Defense officials said the Vinson wouldn't be anywhere near North Korea before next week at the earliest -- it is thousands of nautical miles from the Java Sea where the ship was located over the weekend to the Sea of Japan.
Critics pounced on the discrepancy as a dangerous miscommunication, saying it fed into North Korea's narrative that America is all bluster and doesn't follow through on threats.
- 'It is happening' -
It also comes as the White House faces ongoing credibility issues on a broad range of topics including the size of Trump's inaugural crowd, his unsubstantiated claim that he was "wiretapped" by the Obama administration and his unsupported assertion millions of votes in November's election were illegal.

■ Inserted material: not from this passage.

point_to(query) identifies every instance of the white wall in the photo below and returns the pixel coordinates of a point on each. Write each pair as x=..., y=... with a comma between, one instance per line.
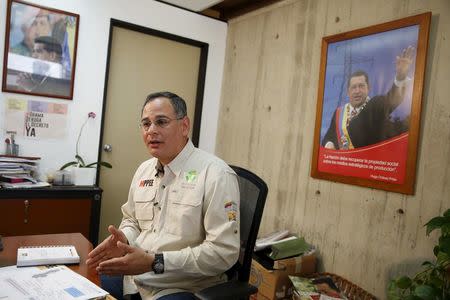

"The president said that we have an armada going towards the peninsula. That's a fact. It happened. It is happening, rather," Spicer said Wednesday as he tried to clarify the issue.
Speaking to reporters in Saudi Arabia, Mattis said the Pentagon had tried to be open about the Vinson's whereabouts.
"We generally don't give out ship schedules in advance but I did not want to play a game either and say we were not changing the schedule when in fact we have," he said.
"She will be on her way. I will determine when she gets there and where she actually operates, but the Vinson is going to be part of our ensuring that we stand by our allies in the northwest Pacific."
Rear Admiral Jim Kilby, who heads the Vinson strike group, wrote on Facebook late Tuesday that the ships' deployment "has been extended 30 days to provide a persistent presence in the waters off the Korean Peninsula."
James Faeh, a former Pentagon country director for Korea during the Obama administration, said the Vinson deployment was not a make-or-break development, given that the United States already has a massive array of military hardware and tens of thousands of troops in the region to deter Pyongyang.
He told AFP the rhetoric coming from the Trump administration on North Korea was "overheated and risky," but the strike group's deployment was "not at all outside of the mainstream."
North Korea staged a massive military parade on Saturday and observers widely expected the country to conduct a sixth nuclear test to coincide with celebrations marking the birthdate of regime founder Kim Il-Sung.
But that test hasn't happened yet, though North Korean leader Kim Jong-un attempted to launch a missile Sunday that the Pentagon said blew up almost immediately after launch.